Question

A turn of radius $20m$ is banked for the vehicles going at a speed of $36km/h$. If the coefficient of static friction between the road and the tyre is $0.4$, what are the possible speeds of a vehicle so that it neither slips down nor skids up?

• A. $14.7km/h$ and $54km/h$
• B. $14.2km/h$ and $50km$
• C. $11.7km/h$ and $44km/h$
• D. $17.7km/h$ and
  $34km/h$

Answer 1

The correct option is A $14.7km/h$ and $54km/h$

Given speed of the vehicle $v=36$ km/hr$=36\times \frac{5}{18}=10m/s$

turning radius $r=20m$ and static friction ${\mu }_s=0.4$

The bend angle of the road $\theta ={tan}^{-1}\left(\frac{v^2}{rg}\right)={tan}^{-1}0.5$

When the car travels at maximum speed so that it slips upwards and the component $\mu R$ acts downwards. So,$R_1-mg\cos \theta -\frac{m{v}^2}{r}\sin \theta =0$-------(A)
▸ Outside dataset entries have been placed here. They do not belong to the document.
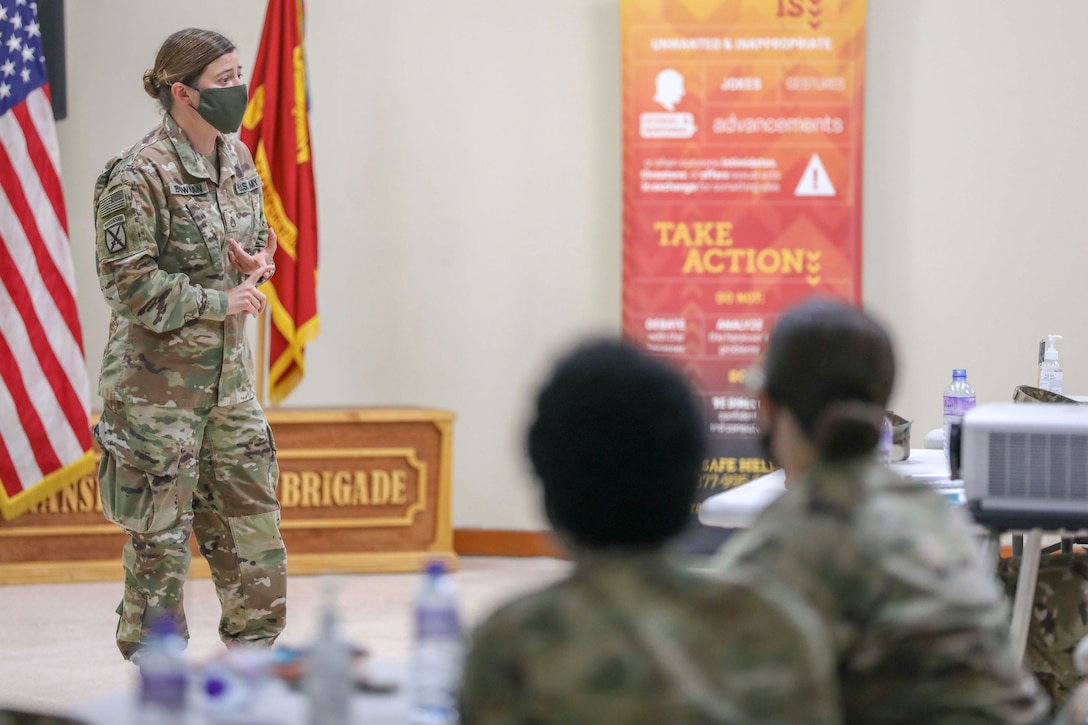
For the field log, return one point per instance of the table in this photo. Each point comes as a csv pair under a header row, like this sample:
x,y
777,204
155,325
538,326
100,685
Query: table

and $\mu R_1+mgsin\theta -\frac{m{v}^2}{r}\cos \theta =0$----------(B)

Solving the equation we get,

$v_1=\sqrt{rg\frac{\tan \theta -\mu }{1+\mu \tan \theta }}=\sqrt{20\times 10(\frac{0.1}{1.2}})=4.082$m/s=14.7 km/h

Hence its possible speed will be between 14.7 and 54 km/h